31-letni kierowca odjechał z miejsca wypadku. Został zatrzymany dopiero w kilkadziesiąt metrów dalej. Tłumaczył, że nie zauważył dziewczyny. Badanie alkomatem potwierdziły jego trzeźwość. Pobrano także krew, by sprawdzić, czy nie był on pod wpływem narkotyków.
Relacje świadków
W Internecie od rana pojawia się coraz więcej wersji zdarzeń. Z relacji naocznych świadków wynika, że kierujący pojazdem minął grupę przechodniów. To właśnie wśród nich przebywała ofiara wypadku. Chwilę wcześniej wśród młodzieży doszło do bójki. Niewykluczone, że 19-latka została - celowo bądź przypadkiem - wepchnięta pod autobus.

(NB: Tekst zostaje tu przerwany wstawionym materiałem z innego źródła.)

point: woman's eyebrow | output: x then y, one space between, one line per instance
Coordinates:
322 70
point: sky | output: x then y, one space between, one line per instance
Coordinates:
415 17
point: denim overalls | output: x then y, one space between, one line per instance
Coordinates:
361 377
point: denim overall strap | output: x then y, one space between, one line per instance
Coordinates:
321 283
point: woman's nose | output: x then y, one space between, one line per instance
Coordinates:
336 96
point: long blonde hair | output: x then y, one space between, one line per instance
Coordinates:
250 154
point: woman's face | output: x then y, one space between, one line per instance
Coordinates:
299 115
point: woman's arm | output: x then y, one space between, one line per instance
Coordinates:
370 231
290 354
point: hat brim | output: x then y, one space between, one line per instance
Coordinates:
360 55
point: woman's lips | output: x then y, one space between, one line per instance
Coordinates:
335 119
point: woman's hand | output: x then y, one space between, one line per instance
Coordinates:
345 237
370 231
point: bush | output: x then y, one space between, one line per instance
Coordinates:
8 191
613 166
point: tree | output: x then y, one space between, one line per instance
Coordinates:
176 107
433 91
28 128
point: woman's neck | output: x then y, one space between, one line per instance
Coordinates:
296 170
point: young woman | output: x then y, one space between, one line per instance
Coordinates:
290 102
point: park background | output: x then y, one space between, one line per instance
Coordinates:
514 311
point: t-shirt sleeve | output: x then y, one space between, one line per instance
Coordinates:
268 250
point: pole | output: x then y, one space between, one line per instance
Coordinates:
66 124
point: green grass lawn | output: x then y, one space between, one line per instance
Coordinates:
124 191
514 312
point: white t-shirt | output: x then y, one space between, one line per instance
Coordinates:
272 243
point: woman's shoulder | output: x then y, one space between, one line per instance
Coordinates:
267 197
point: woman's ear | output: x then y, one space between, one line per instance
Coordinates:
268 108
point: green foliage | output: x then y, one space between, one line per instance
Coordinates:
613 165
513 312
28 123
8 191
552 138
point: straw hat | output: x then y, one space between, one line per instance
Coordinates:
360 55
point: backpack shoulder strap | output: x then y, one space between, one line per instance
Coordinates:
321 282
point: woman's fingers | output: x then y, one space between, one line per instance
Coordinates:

W sobotę, w godzinach gdy doszło do wypadku, część ludzi dopiero kończyła piątkowe zabawy. Jak było w przypadku młodej dziewczyny i przebywającej obok niej ekipy - wyjaśni policja. Na poczet sprawy, zabezpieczony zostanie monitoring miejski, oraz przesłuchani zostaną wszyscy świadkowie tego wypadku. Także jego sprawca.
Dalsze czynności i okoliczności zdarzenia są wyjaśniane przez policję pod nadzorem Prokuratury Rejonowej Katowice-Północ.